[Date Prev][Date Next][Thread Prev][Thread Next][Date Index][Thread Index]

[EP-tech] Fixity Check and EPrints - Digital Preservation



I believe that EPrints stores a checksum value for each uploaded file, but as far as I understand, there is no way to monitor if the checksums match up with current file, and thus no way of checking for bit rot.

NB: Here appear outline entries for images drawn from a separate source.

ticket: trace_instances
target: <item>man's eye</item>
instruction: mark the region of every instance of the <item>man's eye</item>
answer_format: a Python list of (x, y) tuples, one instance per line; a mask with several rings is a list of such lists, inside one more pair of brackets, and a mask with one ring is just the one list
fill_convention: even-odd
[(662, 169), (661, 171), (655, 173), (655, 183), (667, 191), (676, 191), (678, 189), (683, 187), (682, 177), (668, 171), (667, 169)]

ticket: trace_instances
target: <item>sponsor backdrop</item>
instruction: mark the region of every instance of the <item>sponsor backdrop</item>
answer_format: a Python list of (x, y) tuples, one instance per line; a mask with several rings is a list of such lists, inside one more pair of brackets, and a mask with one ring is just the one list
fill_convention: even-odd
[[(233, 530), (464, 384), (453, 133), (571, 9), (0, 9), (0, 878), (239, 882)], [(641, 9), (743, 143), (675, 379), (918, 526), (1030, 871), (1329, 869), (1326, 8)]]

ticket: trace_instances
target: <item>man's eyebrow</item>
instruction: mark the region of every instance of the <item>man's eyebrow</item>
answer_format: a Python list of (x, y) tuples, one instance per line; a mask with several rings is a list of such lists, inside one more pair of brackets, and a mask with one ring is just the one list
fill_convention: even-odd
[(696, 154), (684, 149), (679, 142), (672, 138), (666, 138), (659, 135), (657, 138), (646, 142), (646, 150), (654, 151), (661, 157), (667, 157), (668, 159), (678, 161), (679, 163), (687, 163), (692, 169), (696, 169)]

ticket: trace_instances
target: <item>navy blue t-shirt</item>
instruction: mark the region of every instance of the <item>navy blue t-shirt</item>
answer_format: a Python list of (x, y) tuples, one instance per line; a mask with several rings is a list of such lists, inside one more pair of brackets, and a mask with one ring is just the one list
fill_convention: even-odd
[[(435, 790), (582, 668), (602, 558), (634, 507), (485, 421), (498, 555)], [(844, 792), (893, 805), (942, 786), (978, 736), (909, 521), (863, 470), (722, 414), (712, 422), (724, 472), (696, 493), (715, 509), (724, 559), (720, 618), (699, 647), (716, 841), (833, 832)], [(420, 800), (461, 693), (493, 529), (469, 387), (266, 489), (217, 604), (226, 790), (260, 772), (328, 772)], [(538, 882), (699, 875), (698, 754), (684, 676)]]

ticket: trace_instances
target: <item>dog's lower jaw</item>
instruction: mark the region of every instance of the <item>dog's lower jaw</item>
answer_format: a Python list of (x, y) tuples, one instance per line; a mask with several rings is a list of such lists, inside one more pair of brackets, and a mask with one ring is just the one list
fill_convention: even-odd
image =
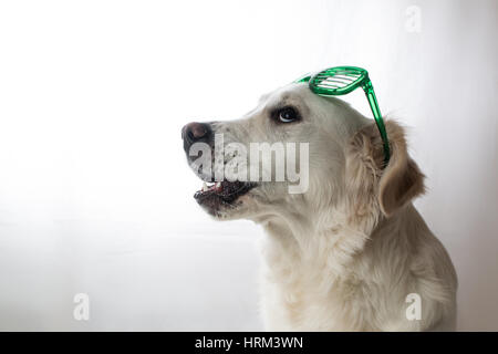
[[(312, 243), (303, 249), (290, 227), (286, 232), (283, 223), (266, 223), (261, 293), (267, 330), (427, 331), (439, 323), (446, 324), (443, 330), (454, 330), (452, 262), (412, 206), (378, 225), (369, 238), (350, 227), (336, 225), (309, 235)], [(413, 244), (428, 249), (418, 252)], [(437, 280), (444, 272), (450, 273), (442, 277), (452, 279), (449, 283)], [(411, 293), (422, 299), (419, 320), (406, 316)]]

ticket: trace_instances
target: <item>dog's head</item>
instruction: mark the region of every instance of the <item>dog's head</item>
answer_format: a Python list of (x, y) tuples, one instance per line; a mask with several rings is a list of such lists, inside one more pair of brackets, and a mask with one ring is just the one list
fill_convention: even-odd
[(353, 218), (388, 217), (423, 192), (403, 129), (386, 129), (384, 167), (375, 123), (300, 83), (263, 95), (240, 119), (189, 123), (181, 137), (195, 173), (212, 183), (195, 195), (210, 215), (321, 222), (338, 206)]

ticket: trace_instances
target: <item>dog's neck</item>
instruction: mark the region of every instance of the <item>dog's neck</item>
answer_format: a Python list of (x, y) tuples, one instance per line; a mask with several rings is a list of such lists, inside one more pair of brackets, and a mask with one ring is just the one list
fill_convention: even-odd
[[(414, 212), (412, 205), (385, 219), (370, 216), (354, 222), (340, 209), (330, 217), (309, 222), (294, 218), (272, 217), (261, 222), (268, 239), (263, 253), (267, 261), (276, 259), (299, 260), (303, 264), (314, 264), (329, 273), (344, 274), (344, 270), (366, 246), (373, 247), (374, 238), (384, 235), (404, 235), (393, 232), (393, 228), (403, 228), (403, 219)], [(416, 212), (416, 211), (415, 211)]]

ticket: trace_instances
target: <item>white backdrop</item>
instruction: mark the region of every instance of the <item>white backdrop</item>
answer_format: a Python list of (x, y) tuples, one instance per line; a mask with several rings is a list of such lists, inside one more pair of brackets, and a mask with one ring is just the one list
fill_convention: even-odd
[(458, 327), (498, 330), (497, 30), (494, 0), (0, 2), (0, 330), (261, 330), (262, 232), (197, 207), (179, 131), (340, 64), (411, 127)]

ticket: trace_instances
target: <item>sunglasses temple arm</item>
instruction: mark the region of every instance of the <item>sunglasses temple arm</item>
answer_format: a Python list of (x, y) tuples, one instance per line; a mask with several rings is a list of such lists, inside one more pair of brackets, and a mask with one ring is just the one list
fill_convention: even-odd
[(384, 143), (384, 166), (387, 166), (391, 157), (390, 140), (387, 139), (387, 132), (385, 131), (384, 121), (382, 119), (381, 110), (378, 108), (372, 82), (367, 80), (362, 88), (369, 100), (370, 108), (372, 110), (378, 132), (381, 133), (382, 142)]

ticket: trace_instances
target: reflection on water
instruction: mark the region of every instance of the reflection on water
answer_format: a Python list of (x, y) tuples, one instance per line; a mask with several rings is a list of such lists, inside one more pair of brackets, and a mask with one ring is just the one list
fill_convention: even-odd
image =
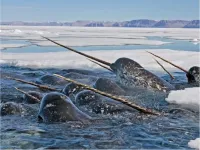
[[(192, 42), (189, 41), (184, 41), (184, 40), (174, 40), (174, 39), (168, 39), (166, 37), (148, 37), (149, 40), (158, 40), (158, 41), (163, 41), (163, 42), (171, 42), (168, 44), (163, 44), (163, 45), (118, 45), (118, 46), (82, 46), (82, 47), (73, 47), (77, 50), (80, 51), (95, 51), (95, 50), (138, 50), (138, 49), (172, 49), (172, 50), (181, 50), (181, 51), (199, 51), (199, 44), (193, 44)], [(133, 39), (134, 40), (134, 39)], [(17, 43), (25, 43), (23, 40), (10, 40), (10, 41), (5, 41), (2, 40), (2, 43), (8, 43), (11, 44), (14, 42), (14, 44)], [(54, 46), (45, 46), (45, 47), (40, 47), (40, 46), (28, 46), (28, 47), (23, 47), (23, 48), (9, 48), (3, 52), (5, 53), (44, 53), (44, 52), (61, 52), (61, 51), (66, 51), (64, 48), (61, 47), (54, 47)]]

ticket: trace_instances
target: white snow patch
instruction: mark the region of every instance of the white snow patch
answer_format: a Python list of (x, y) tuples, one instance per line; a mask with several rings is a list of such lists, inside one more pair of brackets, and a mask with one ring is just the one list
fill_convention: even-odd
[[(189, 70), (192, 66), (199, 66), (200, 52), (175, 51), (169, 49), (148, 50), (173, 63)], [(148, 70), (163, 71), (146, 50), (111, 50), (111, 51), (84, 51), (84, 53), (108, 62), (115, 62), (120, 57), (127, 57), (140, 63)], [(100, 68), (76, 53), (48, 52), (48, 53), (1, 53), (1, 60), (7, 64), (36, 68)], [(160, 60), (159, 60), (160, 61)], [(160, 61), (169, 71), (180, 71), (177, 68)]]
[[(159, 36), (187, 41), (199, 40), (198, 29), (170, 28), (92, 28), (92, 27), (42, 27), (42, 26), (1, 26), (2, 38), (8, 36), (17, 39), (43, 40), (38, 45), (51, 46), (40, 35), (57, 38), (68, 46), (86, 45), (124, 45), (144, 44), (162, 45), (167, 42), (148, 40), (147, 36)], [(10, 38), (9, 37), (9, 38)], [(197, 41), (193, 41), (197, 42)], [(91, 44), (92, 43), (92, 44)]]
[(169, 103), (180, 104), (184, 107), (199, 111), (200, 87), (186, 88), (184, 90), (171, 91), (166, 98)]
[(30, 44), (2, 44), (0, 43), (0, 50), (4, 50), (6, 48), (18, 48), (18, 47), (25, 47), (29, 46)]
[(200, 150), (200, 138), (196, 138), (195, 140), (190, 140), (188, 146)]

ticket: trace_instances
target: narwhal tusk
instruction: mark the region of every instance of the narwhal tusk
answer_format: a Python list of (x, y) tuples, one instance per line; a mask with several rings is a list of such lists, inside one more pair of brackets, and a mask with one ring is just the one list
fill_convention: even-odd
[(96, 93), (98, 93), (98, 94), (101, 94), (101, 95), (103, 95), (103, 96), (106, 96), (106, 97), (112, 98), (112, 99), (114, 99), (114, 100), (117, 100), (117, 101), (119, 101), (119, 102), (121, 102), (121, 103), (123, 103), (123, 104), (125, 104), (125, 105), (128, 105), (128, 106), (130, 106), (130, 107), (132, 107), (132, 108), (134, 108), (134, 109), (140, 111), (140, 112), (147, 113), (147, 114), (151, 114), (151, 115), (160, 115), (159, 112), (156, 112), (156, 111), (154, 111), (154, 110), (150, 110), (150, 109), (141, 107), (141, 106), (139, 106), (139, 105), (137, 105), (137, 104), (134, 104), (133, 102), (130, 102), (130, 101), (127, 100), (127, 99), (124, 99), (124, 98), (121, 98), (121, 97), (118, 97), (118, 96), (115, 96), (115, 95), (111, 95), (111, 94), (106, 93), (106, 92), (99, 91), (99, 90), (97, 90), (97, 89), (95, 89), (95, 88), (92, 88), (92, 87), (90, 87), (90, 86), (88, 86), (88, 85), (79, 83), (79, 82), (74, 81), (74, 80), (69, 79), (69, 78), (65, 78), (65, 77), (63, 77), (63, 76), (61, 76), (61, 75), (58, 75), (58, 74), (54, 74), (54, 75), (55, 75), (56, 77), (59, 77), (59, 78), (63, 79), (63, 80), (66, 80), (66, 81), (75, 83), (75, 84), (77, 84), (77, 85), (79, 85), (79, 86), (82, 86), (82, 87), (85, 88), (85, 89), (91, 90), (91, 91), (96, 92)]
[(165, 72), (168, 73), (168, 75), (170, 76), (171, 80), (174, 80), (174, 79), (175, 79), (174, 76), (173, 76), (159, 61), (157, 61), (156, 59), (154, 59), (154, 60), (157, 62), (157, 64), (159, 64), (159, 65), (162, 67), (162, 69), (163, 69)]
[(177, 65), (175, 65), (174, 63), (172, 63), (172, 62), (170, 62), (170, 61), (168, 61), (168, 60), (166, 60), (166, 59), (164, 59), (164, 58), (162, 58), (162, 57), (160, 57), (160, 56), (158, 56), (158, 55), (156, 55), (156, 54), (154, 54), (154, 53), (152, 53), (152, 52), (148, 52), (148, 51), (146, 51), (146, 52), (149, 53), (149, 54), (151, 54), (151, 55), (153, 55), (153, 56), (155, 56), (155, 57), (157, 57), (157, 58), (160, 58), (161, 60), (163, 60), (163, 61), (165, 61), (165, 62), (171, 64), (172, 66), (174, 66), (174, 67), (176, 67), (176, 68), (178, 68), (178, 69), (184, 71), (186, 74), (190, 74), (187, 70), (183, 69), (182, 67), (177, 66)]
[(106, 66), (104, 66), (104, 65), (102, 65), (102, 64), (100, 64), (100, 63), (98, 63), (98, 62), (96, 62), (94, 60), (91, 60), (91, 59), (88, 59), (88, 60), (91, 61), (91, 62), (93, 62), (93, 63), (95, 63), (95, 64), (97, 64), (97, 65), (99, 65), (99, 66), (101, 66), (101, 67), (103, 67), (103, 68), (105, 68), (105, 69), (107, 69), (107, 70), (109, 70), (109, 71), (111, 71), (111, 72), (113, 72), (112, 69), (110, 69), (110, 68), (108, 68), (108, 67), (106, 67)]
[(90, 59), (92, 59), (92, 60), (98, 61), (98, 62), (100, 62), (100, 63), (102, 63), (102, 64), (104, 64), (104, 65), (107, 65), (107, 66), (110, 66), (110, 65), (111, 65), (111, 63), (109, 63), (109, 62), (106, 62), (106, 61), (101, 60), (101, 59), (98, 59), (98, 58), (96, 58), (96, 57), (93, 57), (93, 56), (87, 55), (87, 54), (85, 54), (85, 53), (79, 52), (79, 51), (77, 51), (77, 50), (75, 50), (75, 49), (72, 49), (72, 48), (70, 48), (70, 47), (68, 47), (68, 46), (65, 46), (65, 45), (62, 45), (62, 44), (60, 44), (60, 43), (58, 43), (58, 42), (56, 42), (56, 41), (53, 41), (53, 40), (51, 40), (51, 39), (49, 39), (49, 38), (47, 38), (47, 37), (44, 37), (44, 36), (42, 36), (42, 37), (45, 38), (45, 39), (47, 39), (48, 41), (53, 42), (53, 43), (56, 44), (56, 45), (59, 45), (59, 46), (61, 46), (61, 47), (63, 47), (63, 48), (66, 48), (66, 49), (68, 49), (68, 50), (70, 50), (70, 51), (72, 51), (72, 52), (78, 53), (78, 54), (80, 54), (80, 55), (82, 55), (82, 56), (85, 56), (85, 57), (87, 57), (87, 58), (90, 58)]
[(19, 92), (21, 92), (21, 93), (27, 95), (28, 97), (30, 97), (30, 98), (32, 98), (32, 99), (34, 99), (34, 100), (36, 100), (37, 102), (40, 102), (40, 99), (38, 99), (37, 97), (32, 96), (32, 95), (28, 94), (27, 92), (25, 92), (25, 91), (23, 91), (23, 90), (21, 90), (21, 89), (18, 89), (17, 87), (14, 87), (14, 88), (15, 88), (17, 91), (19, 91)]
[(36, 83), (33, 83), (33, 82), (29, 82), (29, 81), (25, 81), (25, 80), (22, 80), (22, 79), (17, 79), (17, 78), (8, 77), (8, 76), (6, 78), (11, 79), (11, 80), (15, 80), (15, 81), (18, 81), (18, 82), (30, 84), (30, 85), (36, 86), (36, 87), (38, 87), (40, 89), (45, 89), (45, 90), (50, 90), (50, 91), (59, 91), (59, 89), (55, 89), (55, 88), (48, 87), (48, 86), (45, 86), (45, 85), (39, 85), (39, 84), (36, 84)]

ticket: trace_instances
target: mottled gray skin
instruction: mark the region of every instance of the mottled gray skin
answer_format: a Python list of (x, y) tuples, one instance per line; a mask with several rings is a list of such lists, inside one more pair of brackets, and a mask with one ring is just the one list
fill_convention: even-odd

DSpace has the following: https://wiki.duraspace.org/display/DSDOC6x/Validating+CheckSums+of+Bitstreams

A periodic fixity check is a part of the lowest level of support for digital preservation, i.e., "Bit-level".  See some examples of Digital Preservation policy, all of which have some variation on this as a requirement:"regularly audit checksums to ensure that no files have corrupted or changed in any way. This practice ensures the ability to provide an exact copy of original files over time":

?         https://www.sfu.ca/content/dam/sfu/archives/DigitalPreservation/FormatPolicyRegistry.pdf "Regularly perform fixity checks on AIPs"

?         https://digital.library.yorku.ca/documentation/fixity-procedures "York University Library are committed to maintaining the integrity of objects in its care. This includes creating checksums for all archival format objects -- plus associated datastreams -- ingested into the repository, and regular fixity checking of those objects"

?         https://researchworks.lib.washington.edu/policy-preservation.html "Maintains the authenticity of the bitstream through integrity checking"

I understand that EPrints is primarily an open access platform, but I think that we should be able to provide at least the lowest "bit-level" digital preservation support with it, and without a Fixity check, I don't think we can ensure that no files are corrupted or changed over time.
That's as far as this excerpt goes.